Fatima’s hijab may raise eyebrows in Rio, where it is more common to see women walking the streets in bikinis in seaside neighborhoods, but she says her beliefs can find a place here.
“Brazil is a mix, made up of several different cultures. This mix makes Brazilians very adaptable and tolerant.” Like most practicing Muslims here, Omar and Fatima are only recent converts to Islam. They plan to travel to Saudi Arabia next year on a Saudi government grant to learn Arabic.
‘New form of resistance’
Renovations on the mosque they attend in the suburb of Tijuca north of Rio got under way four years ago with donations from worshippers. It will soon hold up to 400 people during prayers, a major upgrade.
“The number of Muslims continues to grow, and most are Brazilians who are converting. We recruit members mostly online,” said Sami Isbelle, a spokesman for the Beneficent Muslim Society (SBMRJ).
“In Rio, there are about 500 Muslim families, 85 per cent of them Brazilian converts who have no Arab links,” Isbelle said.

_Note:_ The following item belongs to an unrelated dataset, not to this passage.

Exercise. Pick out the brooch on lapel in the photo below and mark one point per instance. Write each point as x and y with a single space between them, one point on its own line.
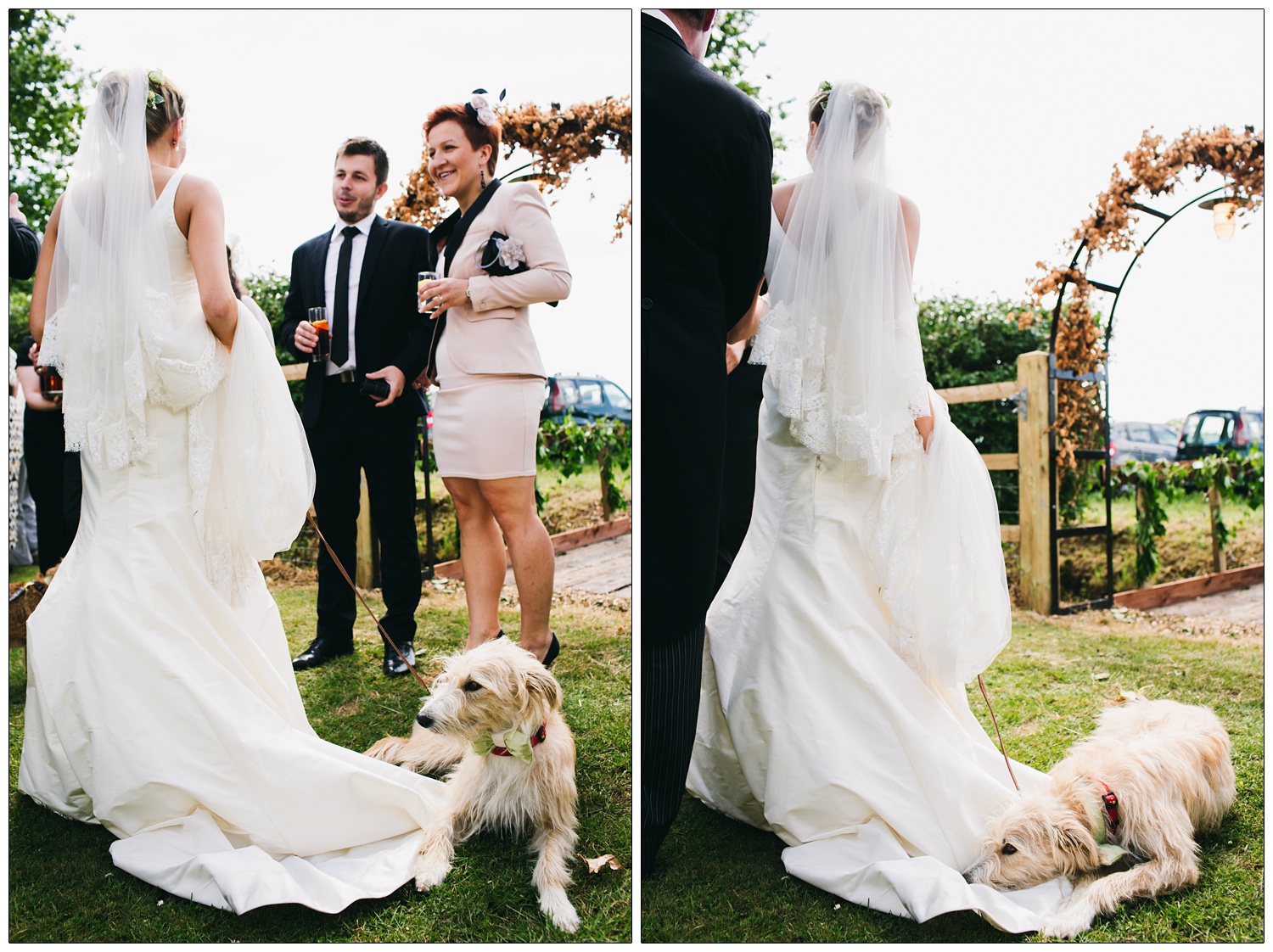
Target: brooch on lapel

Things are different in Sao Paulo state and southern regions of Brazil, where most Muslims were born as such and are often of Arab descent.
Brazil’s census does not count the number of Muslims, and only provides data on Catholics, evangelicals, Jews, spiritualists and followers of Afro-Brazilian religions.

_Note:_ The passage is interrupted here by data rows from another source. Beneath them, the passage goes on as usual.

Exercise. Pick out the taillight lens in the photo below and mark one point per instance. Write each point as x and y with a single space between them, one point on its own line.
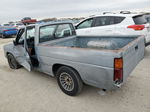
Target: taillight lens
137 27
118 69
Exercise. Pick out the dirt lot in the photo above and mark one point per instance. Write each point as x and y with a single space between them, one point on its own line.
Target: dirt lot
21 91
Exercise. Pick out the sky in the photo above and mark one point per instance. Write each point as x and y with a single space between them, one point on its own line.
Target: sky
14 10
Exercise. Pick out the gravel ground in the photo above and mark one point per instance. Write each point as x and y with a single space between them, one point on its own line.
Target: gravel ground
23 91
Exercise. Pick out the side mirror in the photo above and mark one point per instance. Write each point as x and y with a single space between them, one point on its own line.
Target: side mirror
14 42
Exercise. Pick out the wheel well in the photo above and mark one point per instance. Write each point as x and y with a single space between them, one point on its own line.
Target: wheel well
57 66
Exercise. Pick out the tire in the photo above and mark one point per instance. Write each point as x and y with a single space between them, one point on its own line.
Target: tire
69 81
13 64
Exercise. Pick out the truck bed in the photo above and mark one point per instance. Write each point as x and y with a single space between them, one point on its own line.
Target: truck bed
110 43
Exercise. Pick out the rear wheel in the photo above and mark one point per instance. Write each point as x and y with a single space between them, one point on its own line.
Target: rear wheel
13 64
69 81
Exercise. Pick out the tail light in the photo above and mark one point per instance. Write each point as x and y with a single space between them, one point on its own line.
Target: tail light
137 27
118 70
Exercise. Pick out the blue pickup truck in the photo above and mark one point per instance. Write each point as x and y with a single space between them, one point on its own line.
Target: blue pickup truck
6 31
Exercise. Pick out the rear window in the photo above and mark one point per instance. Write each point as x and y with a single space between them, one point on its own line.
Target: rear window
147 17
108 20
139 20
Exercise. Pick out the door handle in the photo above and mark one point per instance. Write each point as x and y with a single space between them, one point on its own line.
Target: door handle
136 48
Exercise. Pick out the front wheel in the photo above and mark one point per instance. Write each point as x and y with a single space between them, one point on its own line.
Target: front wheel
69 81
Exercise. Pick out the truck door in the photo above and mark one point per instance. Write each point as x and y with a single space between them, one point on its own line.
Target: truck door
21 50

“Muslims are listed in the ‘other’ category, along with Buddhists, for example, said Islam expert Paulo Pinto of Fuminense Federal University, who estimated Brazil is home to about a million Muslims.
The best indicator of the growth of Islam in the country is the rapid increase in the number of places of worship, according to Pinto. There are now 127 mosques, four times as many as there were back in 2000.

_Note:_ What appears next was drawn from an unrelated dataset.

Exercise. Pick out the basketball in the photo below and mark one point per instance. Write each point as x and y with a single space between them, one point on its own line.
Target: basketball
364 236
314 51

After the September 11 attacks in the United States, “there was a growth of interest in Islam, and many people decided to convert,” Pinto added. “Islam was seen as a new form of resistance.” But it was a “telenovela” or soap opera launched just three weeks after the 2001 attacks, “The Clone,” that sparked some Brazilians’ infatuation with Islam.
Set in Morocco, the popular show showed a “positive image of that part of the world, with a benevolent Muslim hero,” said Pinto.
“There is a tendency to think that Brazilian culture, as liberal and sensual as it is, is against the rules of Islam. But in fact, there are many conservative rules that are part of moral and sexual control. Look at how many evangelicals are successful in Brazil!”